2)  Ein anthropologischer Höhepunkt in der Moderne:

Ernst Cassirer  (1874-1945) und seine Philosophie der symbolischen Formen.

Der Kaufmannssohn Ernst Cassirer aus Breslau  erlebte nach einer beachtlichen akademischen Philosophen-Karriere ein typisch jüdisches Schicksal nach 1933. Er musste fliehen, um sein Leben zu retten,  und landete  schließlich über Schweden in den USA, wo er an der Yale University eine Professur annahm, um dann kurz vor seinem Tode an die Columbia University in New York zu wechseln.  Cassirer verstarb an einen Herzanfall. Er soll in einer  New Yorker Hotelhalle als 71-Jähriger  wie ein Baum umgefallen sein. Von Philosophen wird Cassirer als Neu-Kantianer eingestuft.

Sein großes, dreiteiliges Werk, das ihn bekannt gemacht hat, entstand in der Weimarer Zeit zwischen 1923 und 1929. Es ist die ungeheuer reichhaltige      „ Philosophie der symbolischen Formen“. Ein Glück für philosophische  Laien ist, dass es auch eine  prägnante Zusammenfassung gibt. Es ist das Buch      „ An Essay on Man“ (Ein Versuch über den Menschen) von 1944, das er als Yale-Professor  auf Englisch im Exil geschrieben hat. Man liest das Werk am besten auf Englisch. Die deutschen Übersetzungen lassen an Qualität zu wünschen übrig, so dass man sich besser auf das englische Original bezieht. Cassirer’s letztes Werk „The Myth of the State“ erschien 1946 posthum. Es ist ein Versuch, die intellektuellen Grundlagen von Nazi- Deutschland zu verstehen.

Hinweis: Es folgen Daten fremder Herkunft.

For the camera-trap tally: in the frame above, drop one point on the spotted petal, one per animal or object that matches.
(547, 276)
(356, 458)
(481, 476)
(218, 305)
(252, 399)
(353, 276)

Das Eingangskapitel in „ An Essay on Man“  lautet: „A  Clue to the Nature of Man: the Symbol“ (Ein Schlüssel zum Wesen des Menschen: Das Symbol). Und am Ende dieses Kapitels steht dann die  berühmte Formel vom Menschen als „animal symbolicum“ als eine wichtige Ergänzung zu den anderen Definitionen vom Menschen (animal rationale, homo ludens, zoon politicon, etc.). Es war unser früherer Erlanger  Kollege Oswald Schwemmer, der den Begriff der Dimensionalität im Denken Cassirers eingeführt hat.  Er unterscheidet die Dimensionen „Sprache“, „Kunst“, „Religion“, „Mythos“ und „Wissenschaft“, wobei „Sprache“ wohl als die wichtigste Dimension angesehen werden kann. Der „ Sprache“ widmet Cassirer seinen ganzen ersten Band (1923). Im „ An Essay on Man“ (1944) steht der Satz (Seite 25)  „Instead of dealing with the things  themselves  man is in a sense constantly conversing with himself” (Der Mensch unterhält sich ständig mit sich selbst). Wenn das so ist, ja dann setzt das klassische „animal rationale“   ein   „animal symbolicum“ voraus. Symbole sind Zeichen, die Sinn machen, und der Mensch ist ein zeichenerzeugendes und ein zeichenverwendendes Lebewesen. Der Mensch dialogisiert permanente mit sich selbst, meint Kuno Lorenz in seiner „Einführung in der philosophischen Anthropologie (1990)“ auf Seite 18 in Anlehnung an Ernst Cassirer, und man darf in seinem Sinne den dialogischen Grundtatbestand unseres Lebens  nicht unterschlagen, was aber häufig geschieht. Sehr prägnant schreibt Cassirer dann auf Seite 68 in  seinem “ An Essay on Man”:

„Man’s outstanding characteristic, his distinguishing mark, is not his metaphysical or physical nature, but his work. It is this work, it is the system of human activities, which defines and determines the circle of ‘humanities’. Language, myth, religion, art, science, history, are the constituents, the various sectors of this circle.”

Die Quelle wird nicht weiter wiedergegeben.